In the complaint, the Plaintiff alleged that the Gym had a duty to exercise reasonable care, including the duty to put an "Out of Order" sign or other notice on broken workout machines. Additionally, the Plaintiff alleged that the Gym had actual knowledge, or alternatively should have known, about the danger presented by the broken rowing machine and that the Gym's failure to warn the Plaintiff about that danger caused the Plaintiff's injuries. Ultimately, this turned out to be a fairly run-of-the-mill tort claim in which the Gym avoided without breaking too much of a sweat by trotting out the waiver provisions of its Membership Agreement.
In response to the complaint, the Gym quickly filed a motion for summary judgment in which it challenged the strength of the Plaintiff's arguments, and argued that the Membership Agreement released the Gym from liability for the Plaintiff's claims. More specifically, the Gym argued that at the time the Plaintiff executed the Membership Agreement, she understood the terms of the Membership Agreement, the possibility of gym equipment failure and the inherent risk of injury when exercising. In support of its argument, the Gym pointed to both the "waiver of liability" and the "assumption of risk and indemnification" provisions in the Membership Agreement, which, it argued, were clearly labeled, underlined, and written in bold font with all capital letters, making it more likely that the Plaintiff noticed these provisions when reading the agreement.
In an attempt to keep up with the Gym's legal calisthenics, the Plaintiff filed a responseto the Gym's motion on September 13, 2018, arguing, among other things, that the Gym's exculpatory provisions were not enforceable because they were ambiguous with regard to injuries caused by defective or broken exercise equipment. The court noted that under Colorado law, when looking at whether exculpatory provisions were clearly expressed, it must examine the actual language of the agreement for "legal jargon, length and complication," and "any likelihood of confusion or failure of a party to recognize the full extent of the release provisions."

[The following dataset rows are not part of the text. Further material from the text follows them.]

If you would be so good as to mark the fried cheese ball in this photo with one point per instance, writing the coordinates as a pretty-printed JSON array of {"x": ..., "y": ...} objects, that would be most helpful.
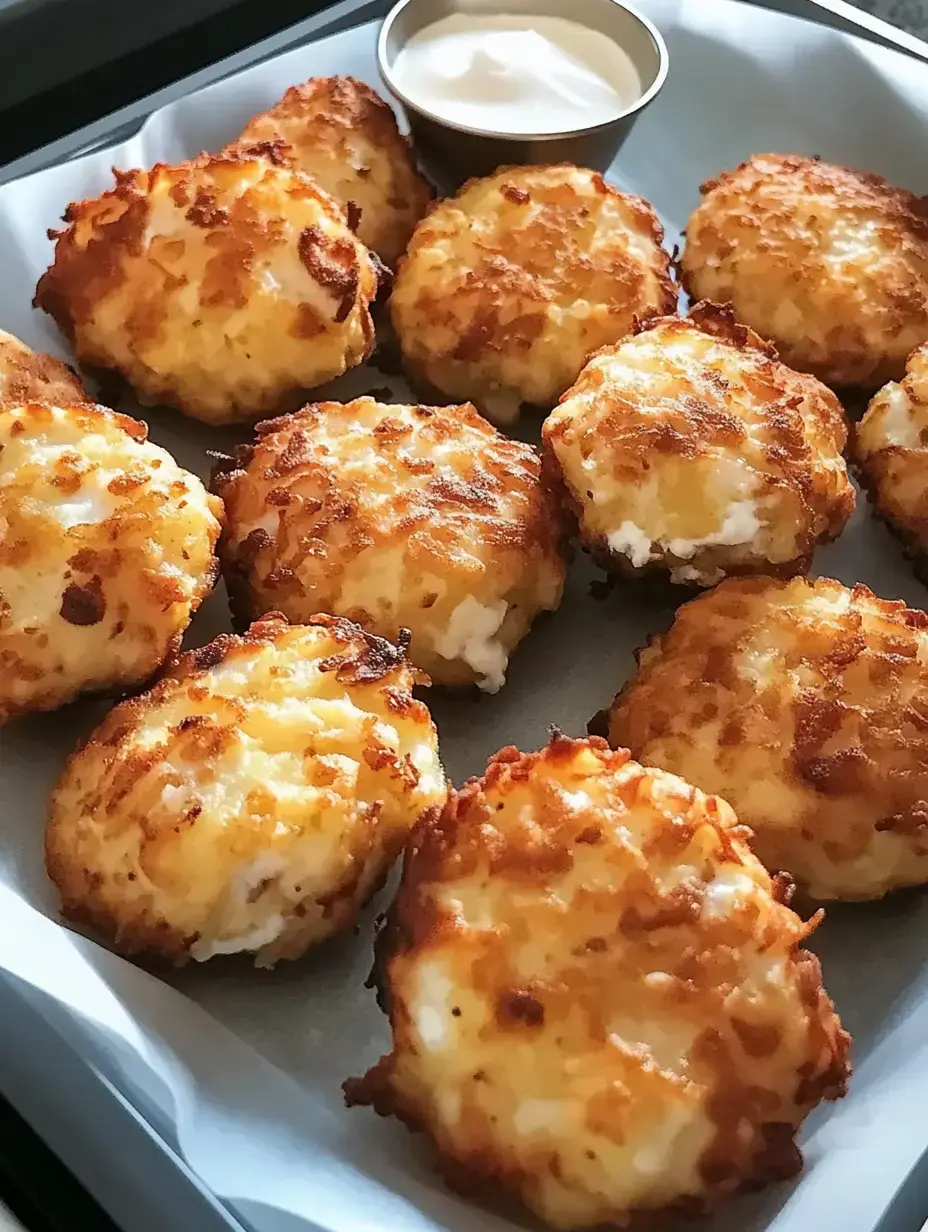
[
  {"x": 507, "y": 287},
  {"x": 891, "y": 452},
  {"x": 106, "y": 551},
  {"x": 344, "y": 136},
  {"x": 598, "y": 997},
  {"x": 802, "y": 704},
  {"x": 224, "y": 286},
  {"x": 399, "y": 518},
  {"x": 30, "y": 376},
  {"x": 688, "y": 446},
  {"x": 828, "y": 263},
  {"x": 252, "y": 801}
]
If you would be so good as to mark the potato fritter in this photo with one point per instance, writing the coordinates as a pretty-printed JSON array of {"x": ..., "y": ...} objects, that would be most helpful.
[
  {"x": 828, "y": 263},
  {"x": 253, "y": 801},
  {"x": 224, "y": 286},
  {"x": 891, "y": 451},
  {"x": 599, "y": 999},
  {"x": 30, "y": 376},
  {"x": 399, "y": 518},
  {"x": 690, "y": 447},
  {"x": 802, "y": 704},
  {"x": 344, "y": 136},
  {"x": 509, "y": 286},
  {"x": 106, "y": 551}
]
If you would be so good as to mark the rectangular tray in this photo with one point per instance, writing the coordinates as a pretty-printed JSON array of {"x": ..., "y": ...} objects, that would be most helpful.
[{"x": 137, "y": 1110}]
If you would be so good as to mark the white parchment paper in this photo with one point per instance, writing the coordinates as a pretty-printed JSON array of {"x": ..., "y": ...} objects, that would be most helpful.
[{"x": 247, "y": 1066}]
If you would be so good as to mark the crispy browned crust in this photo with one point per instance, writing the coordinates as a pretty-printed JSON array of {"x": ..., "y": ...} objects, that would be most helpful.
[
  {"x": 895, "y": 477},
  {"x": 451, "y": 497},
  {"x": 765, "y": 237},
  {"x": 516, "y": 245},
  {"x": 753, "y": 1111},
  {"x": 341, "y": 133},
  {"x": 825, "y": 754},
  {"x": 101, "y": 797},
  {"x": 130, "y": 583},
  {"x": 362, "y": 658},
  {"x": 122, "y": 297},
  {"x": 32, "y": 376},
  {"x": 786, "y": 423}
]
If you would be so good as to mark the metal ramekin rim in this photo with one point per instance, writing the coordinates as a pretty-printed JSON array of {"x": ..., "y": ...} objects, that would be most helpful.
[{"x": 494, "y": 134}]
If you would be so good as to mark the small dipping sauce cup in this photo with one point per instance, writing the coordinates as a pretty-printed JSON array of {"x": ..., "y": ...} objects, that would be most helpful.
[{"x": 452, "y": 153}]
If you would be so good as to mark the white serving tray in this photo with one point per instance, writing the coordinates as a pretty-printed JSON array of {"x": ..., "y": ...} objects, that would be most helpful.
[{"x": 243, "y": 1068}]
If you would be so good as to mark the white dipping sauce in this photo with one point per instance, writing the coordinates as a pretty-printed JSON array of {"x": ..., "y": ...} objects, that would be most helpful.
[{"x": 516, "y": 74}]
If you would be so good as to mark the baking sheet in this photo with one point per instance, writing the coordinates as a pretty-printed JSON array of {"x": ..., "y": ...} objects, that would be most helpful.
[{"x": 245, "y": 1066}]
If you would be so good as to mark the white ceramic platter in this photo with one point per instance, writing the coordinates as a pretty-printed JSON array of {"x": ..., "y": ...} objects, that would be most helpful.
[{"x": 245, "y": 1067}]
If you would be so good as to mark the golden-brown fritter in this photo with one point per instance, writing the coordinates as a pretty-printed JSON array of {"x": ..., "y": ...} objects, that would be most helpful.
[
  {"x": 828, "y": 263},
  {"x": 804, "y": 705},
  {"x": 509, "y": 286},
  {"x": 224, "y": 287},
  {"x": 344, "y": 136},
  {"x": 598, "y": 997},
  {"x": 891, "y": 451},
  {"x": 690, "y": 447},
  {"x": 106, "y": 551},
  {"x": 253, "y": 801},
  {"x": 399, "y": 518},
  {"x": 30, "y": 376}
]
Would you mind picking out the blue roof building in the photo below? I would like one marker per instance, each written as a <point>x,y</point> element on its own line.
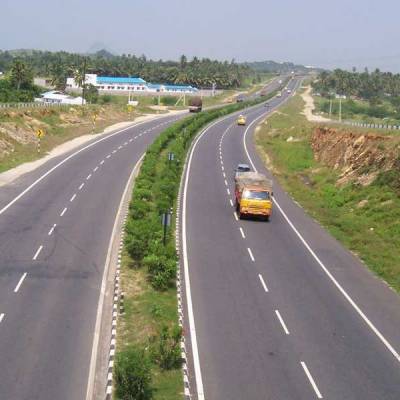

Upon review, the Plaintiff's argument ultimately proved unavailing, as a Colorado federal judge granted the Gym's motion for summary judgment in March 2019. In doing so, the court analyzed the Membership Agreement and found that the language in the exculpatory provisions was clear and unambiguous, and that the provisions were not overburdened with complex legal jargon or inordinately long (as the provisions were less than a half a page long). The court also cited the clarity of the presentation on the page, as each waiver provision had its own subheading in underlined, bold font and capital letters. The court also rejected the Plaintiff's argument that the Membership Agreement did not specifically list injuries from broken or defective machines in the waiver of liability provision, finding that other exculpatory provisions of the Membership Agreement covered injuries from defective machines and that her claim concerning the Gym's alleged negligence for not putting an "Out of Order" sign on the rowing machine before the Plaintiff used it was clearly covered as the Agreement exculpated negligence liability ("MEMBER VOLUNTARILY AGREES TO ASSUME ALL RISKS OF PERSONAL INJURY TO MEMBER . . . AND WAIVES ANY AND ALL CLAIMS OR ACTIONS THAT MEMBER MAY HAVE AGAINST GOLD'S GYM . . . FOR ANY SUCH PERSONAL INJURY . . . INCLUDING, WITHOUT LIMITATION: . . . INJURIES ARISING FROM GOLD'S GYM'S NEGLIGENCE, WHETHER DIRECT OR INDIRECT").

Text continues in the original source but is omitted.